= William Ashe (1647–1713) =

English politician

William Ashe (17 November 1647 – 22 October 1713), of the Inner Temple and Heytesbury, Wiltshire, was an English politician.

==Early life==
He was born the son of Edward Ashe, of Fenchurch Street, London, who was MP for Heytesbury from 1640 to 1652, and Elizabeth Jolliffe, daughter of William Joliffe, brother of William Joliffe, of Leek. His paternal uncle was John Ashe, MP for Westbury and Somerset.

He was educated at the Inner Temple, (1652) and St Edmund Hall, Oxford, where he matriculated in 1664.

==Career==
He succeeded his father in 1656 to his estates, including the Heytesbury estate in Wiltshire, rebuilding Heytesbury House in c. 1700.

===Political career===
He was a Member (MP) of the Parliament of England for Heytesbury on 8 October 1668, March 1679, October 1679, 1681, 1685, 1689, 1690, 1695, 1698 and January 1701 and for Wiltshire in December 1701.

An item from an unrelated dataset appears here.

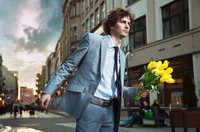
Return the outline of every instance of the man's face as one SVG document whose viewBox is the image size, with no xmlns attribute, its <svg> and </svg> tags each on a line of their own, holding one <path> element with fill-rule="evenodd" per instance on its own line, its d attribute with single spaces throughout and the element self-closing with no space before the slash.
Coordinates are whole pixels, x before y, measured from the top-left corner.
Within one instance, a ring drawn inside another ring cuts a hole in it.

He was also a Commissioner for assessment for Wiltshire from 1673 to 1680, for Kent from 1677 to 1680, and for Kent and Wiltshire from 1689 to 1690, he was a Justice of the Peace from 1689 to his death and a Deputy Lieutenant by 1701, probably to his death.

==Personal life==
He married twice; firstly in 1670, Anne Popham, the daughter of Gen. Alexander Popham of Littlecote, Wiltshire, with whom he had four sons and a daughter, including:

- Edward Ashe (c. 1673–1748), MP for Heytesbury; he married Frances Luttrell in 1710.
- William Ashe (b. 1675), a merchant who was also MP for Heytesbury.
- Alexander Ashe (b. 1677)
- John Ashe (b. 1681)
- Elizabeth Ashe (1682–1768), who married Pierce à Court, also MP for Heytesbury.
- Laetitia Ashe, who married Thomas Penruddocke, son of Thomas Penruddocke, MP for Wilton.

He married, secondly, to Mary ( Rivett), Lady Appleton, the daughter of John Rivett, Skinner, of London and the widow of Sir Henry Appleton, 4th Baronet of South Benfleet, Essex.

He died in 1713 and was buried at Heytesbury. He was succeeded by his son Edward.

===Descendants===
Through his daughter Elizabeth, he was a grandfather of Pierce Ashe-à Court (c. 1707–1768), and William Ashe-à Court (c. 1708–1781), who married Annabella Vernon (a daughter of Thomas Vernon, MP for Whitchurch, and granddaughter of Sir Thomas Vernon).